1. Antonio Cromartie. Bill Belichick has already dismissed the relevance of his team's Week 2 victory, saying this is a different Chargers football team. He's right. One part of that difference is the cornerback Cromartie.
The first-team All-Pro was a mere backup when these clubs met in September. Against the Patriots, Cromartie recorded 0 tackles, 0 passes defensed and 0 interceptions. However, since Week 6, the second-year star out of Florida State has captured a starting job and registered a remarkable 11 interceptions. He is on the cusp of becoming a genuine stopper on the outside - the type of shutdown corner who can make quarterbacks rethink the way they attack downfield.
This alone makes Cromartie's presence significant, though what adds an extra flavor to the formula is the fact that he's 6'2" - which is essentially the equivalent of being a 6'8" point guard - and has a 40-inch-plus vertical leap. There is a certain Patriot receiver who has given opponents fits all season. Jacksonville was able to take him away by double- and triple-teaming him. Of course, they paid dearly for that, as Tom Brady picked them apart underneath. With the high-flying Cromartie, the Chargers have a fighting chance of containing Randy Moss with traditional coverage.
2. Stephen Cooper. Another young defensive standout who has emerged down the stretch for San Diego is inside linebacker Cooper. The fifth-year veteran began the season as a somewhat callow first-year starter but has since blossomed into a highly-active interior run defender (he's solid in pass coverage, as well). Cooper's improvement could help slow down the surging Laurence Maroney, and force the Patriots into a one-dimensional offensive approach. New England has thrived as a pass-happy offense all season, but against San Diego they'd be facing a defensive unit that led the league in interceptions in 2007.

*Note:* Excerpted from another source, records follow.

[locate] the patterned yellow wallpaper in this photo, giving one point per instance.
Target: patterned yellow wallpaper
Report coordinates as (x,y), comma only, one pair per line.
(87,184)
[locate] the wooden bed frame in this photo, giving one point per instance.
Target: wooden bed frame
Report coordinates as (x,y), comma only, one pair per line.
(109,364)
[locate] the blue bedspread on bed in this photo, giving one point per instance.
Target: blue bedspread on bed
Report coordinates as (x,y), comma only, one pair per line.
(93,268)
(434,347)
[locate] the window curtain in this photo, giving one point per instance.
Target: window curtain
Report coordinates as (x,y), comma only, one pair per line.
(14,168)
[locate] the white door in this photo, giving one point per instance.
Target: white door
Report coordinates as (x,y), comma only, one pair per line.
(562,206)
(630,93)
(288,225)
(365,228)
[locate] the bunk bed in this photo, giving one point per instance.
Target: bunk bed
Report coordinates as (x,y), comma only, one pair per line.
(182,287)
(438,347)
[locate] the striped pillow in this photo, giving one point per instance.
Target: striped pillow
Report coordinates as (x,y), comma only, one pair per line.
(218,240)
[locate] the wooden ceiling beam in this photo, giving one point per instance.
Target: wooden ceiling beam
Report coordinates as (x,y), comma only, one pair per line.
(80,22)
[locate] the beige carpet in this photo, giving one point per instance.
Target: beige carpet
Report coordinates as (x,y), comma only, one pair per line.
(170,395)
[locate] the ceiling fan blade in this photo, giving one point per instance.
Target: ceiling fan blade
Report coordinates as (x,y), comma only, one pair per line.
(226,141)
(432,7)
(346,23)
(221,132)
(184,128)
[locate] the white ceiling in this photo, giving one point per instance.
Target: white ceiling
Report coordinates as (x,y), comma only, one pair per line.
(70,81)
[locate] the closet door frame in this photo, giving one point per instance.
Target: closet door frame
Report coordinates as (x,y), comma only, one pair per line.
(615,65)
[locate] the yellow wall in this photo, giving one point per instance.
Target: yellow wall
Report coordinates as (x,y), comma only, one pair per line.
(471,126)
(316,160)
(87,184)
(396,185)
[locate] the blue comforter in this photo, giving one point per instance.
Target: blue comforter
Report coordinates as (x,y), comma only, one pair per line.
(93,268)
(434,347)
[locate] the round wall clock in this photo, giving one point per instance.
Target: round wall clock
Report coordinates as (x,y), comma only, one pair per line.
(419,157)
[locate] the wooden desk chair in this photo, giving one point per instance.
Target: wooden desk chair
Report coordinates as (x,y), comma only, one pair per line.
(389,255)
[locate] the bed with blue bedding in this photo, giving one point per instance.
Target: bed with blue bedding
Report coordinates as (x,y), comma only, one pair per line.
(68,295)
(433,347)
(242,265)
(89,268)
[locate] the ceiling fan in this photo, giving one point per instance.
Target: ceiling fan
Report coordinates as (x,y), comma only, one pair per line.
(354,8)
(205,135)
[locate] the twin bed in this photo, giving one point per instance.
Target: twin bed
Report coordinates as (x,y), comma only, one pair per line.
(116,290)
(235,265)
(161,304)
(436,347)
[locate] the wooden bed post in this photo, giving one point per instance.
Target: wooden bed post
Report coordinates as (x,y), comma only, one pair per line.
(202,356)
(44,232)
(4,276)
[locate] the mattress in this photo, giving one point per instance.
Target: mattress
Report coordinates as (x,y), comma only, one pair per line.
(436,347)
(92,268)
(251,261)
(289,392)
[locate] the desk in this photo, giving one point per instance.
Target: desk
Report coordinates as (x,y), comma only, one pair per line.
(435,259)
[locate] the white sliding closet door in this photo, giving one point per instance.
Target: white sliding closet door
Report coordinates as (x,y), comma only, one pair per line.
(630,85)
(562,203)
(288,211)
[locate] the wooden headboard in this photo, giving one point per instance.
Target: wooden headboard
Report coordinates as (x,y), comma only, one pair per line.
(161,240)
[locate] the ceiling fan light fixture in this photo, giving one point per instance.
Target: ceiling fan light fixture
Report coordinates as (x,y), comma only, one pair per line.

3. Eric Weddle. Rookie safety Weddle has come into his own as of late, replacing the mediocre Clinton Hart in the starting lineup. Weddle's inimitable versatility allows him to line up anywhere on the field. Don't be surprised if Chargers defensive coordinator Ted Cottrell concocts a unique formula that, in some fashion, uses Weddle as a counter to deadly ex-Charger Wes Welker.
4. Chris Chambers. This speedy outside weapon was with the pathetic Dolphins last time these two teams squared off. Chambers has faced Belichick's team twice a year throughout his career and has historically been held in check (he's never had more than 75 yards receiving against New England and has, on several occasions, been held to under 40 yards). However, the Patriots could be playing right into San Diego's hands if they elect to take away Chambers. Against the Colts on Sunday, Rivers often eschewed Chambers and was able to find No. 2 wideout Vincent Jackson (seven receptions for 93 yards). The über- athletic Jackson has flourished in recent weeks; at 6'5", 241 pounds, the Patriots simply don't have a cornerback who can match up with him.
5. Momentum. Sure, the Patriots have won 17 straight, but such an extended streak is almost counterproductive to the intangible X-factor known as momentum. The Chargers, winners of eight straight, have been riding a wave since hitting their low point back in November. The Patriots, at this stage, aren't riding anything; they're just proving to be damn good swimmers. Ultimately, gravitational pull can halt any wave, but fatigue or a cramp can stunt any swimmer.
Are we reaching here, with factor Number 5? Certainly. But remember, David downed Goliath because he had a sling that, thanks to the laws of momentum, was able to launch a stone into the forehead of the presumably unbeatable Goliath.